Cases like these form a staple ingredient of cheap newsprint. It would be easy to imagine Britain's housing estates to be swarming with the offspring of the hyperfecund, with their mums bent over the kitchen sink, afraid to fart in case another one pops out unexpectedly.
There are 1.35 million households with children in which at least one adult receives an out of work benefit. Of those, precisely 190 contain 10 or more children. There can be very few who are yet to be honoured with their own double-page tabloid feature or their own TV show.
When that number was revealed through a freedom of information request in late 2011, the Daily Mail pointed out that each of those families could be entitled to at least £61,000 in benefits per year. There's no evidence as to whether those families do collect their full entitlements, but if they did that would total £11m in annual benefits. With a total benefits bill (excluding pensioners) of £100bn per year, that means we could stop all payments to those 190 families, and the country would reduce its bill by less than one hundredth of 1%. However spectacular they may be as news stories, economically and fiscally these families are entirely irrelevant.

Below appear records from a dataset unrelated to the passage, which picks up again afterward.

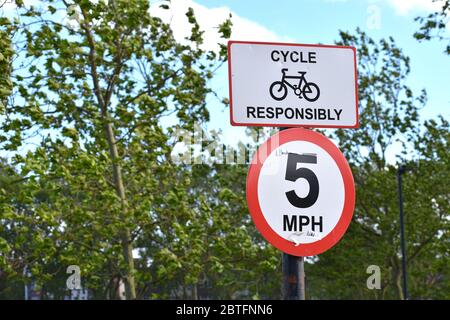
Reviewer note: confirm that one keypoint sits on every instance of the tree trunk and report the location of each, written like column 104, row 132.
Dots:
column 127, row 247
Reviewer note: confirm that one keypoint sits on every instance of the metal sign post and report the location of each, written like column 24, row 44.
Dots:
column 293, row 277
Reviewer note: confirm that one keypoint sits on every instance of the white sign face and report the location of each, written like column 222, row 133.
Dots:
column 300, row 192
column 303, row 224
column 278, row 84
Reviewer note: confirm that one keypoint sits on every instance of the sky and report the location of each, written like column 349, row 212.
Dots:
column 312, row 22
column 319, row 21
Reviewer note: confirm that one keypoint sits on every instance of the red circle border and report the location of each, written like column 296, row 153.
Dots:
column 332, row 238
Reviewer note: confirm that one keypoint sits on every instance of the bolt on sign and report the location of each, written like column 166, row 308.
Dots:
column 300, row 192
column 289, row 85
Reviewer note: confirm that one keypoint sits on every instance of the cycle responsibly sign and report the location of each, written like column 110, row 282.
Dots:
column 288, row 85
column 300, row 192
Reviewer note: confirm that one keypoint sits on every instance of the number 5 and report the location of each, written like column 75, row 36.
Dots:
column 293, row 174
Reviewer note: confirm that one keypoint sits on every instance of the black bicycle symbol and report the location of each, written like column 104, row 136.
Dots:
column 309, row 90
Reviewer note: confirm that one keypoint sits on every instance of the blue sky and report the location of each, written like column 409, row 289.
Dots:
column 319, row 21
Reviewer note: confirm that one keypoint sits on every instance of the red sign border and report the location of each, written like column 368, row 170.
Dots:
column 331, row 239
column 233, row 123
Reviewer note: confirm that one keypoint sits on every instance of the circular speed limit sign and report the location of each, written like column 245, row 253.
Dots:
column 300, row 192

Media coverage of such spectacularly large families bolster the belief that people on benefits, and young women in particular, pop out sprogs as a matter of course to boost the size of the weekly benefit cheque or to secure a bigger, better house. In fact, official figures show that those 1.35m benefit-claiming households have 2.55 million kids between them, an average of 1.9 children per household – pretty much identical to the reproduction rate for the population as a whole.
The fabricated scandals of the hyperfecund poor sit alongside the myth of families where no one has worked for three generations or the common misconceptions about the scale of benefit fraud. It is often noted that such stories serve a propaganda function, turning poor against poor and creating a public mood that will not only accept barbaric assaults on social security but actively welcome them. Like most such stories, current coverage of the Frost family and their difficult housing arrangements was not graced with a quote from, say, the Child Poverty Action Group or Shelter, but from representatives of the libertarian fundamentalist group the Taxpayers Alliance, who apparently have nothing better to do than stick their noses into the wombs of the poor.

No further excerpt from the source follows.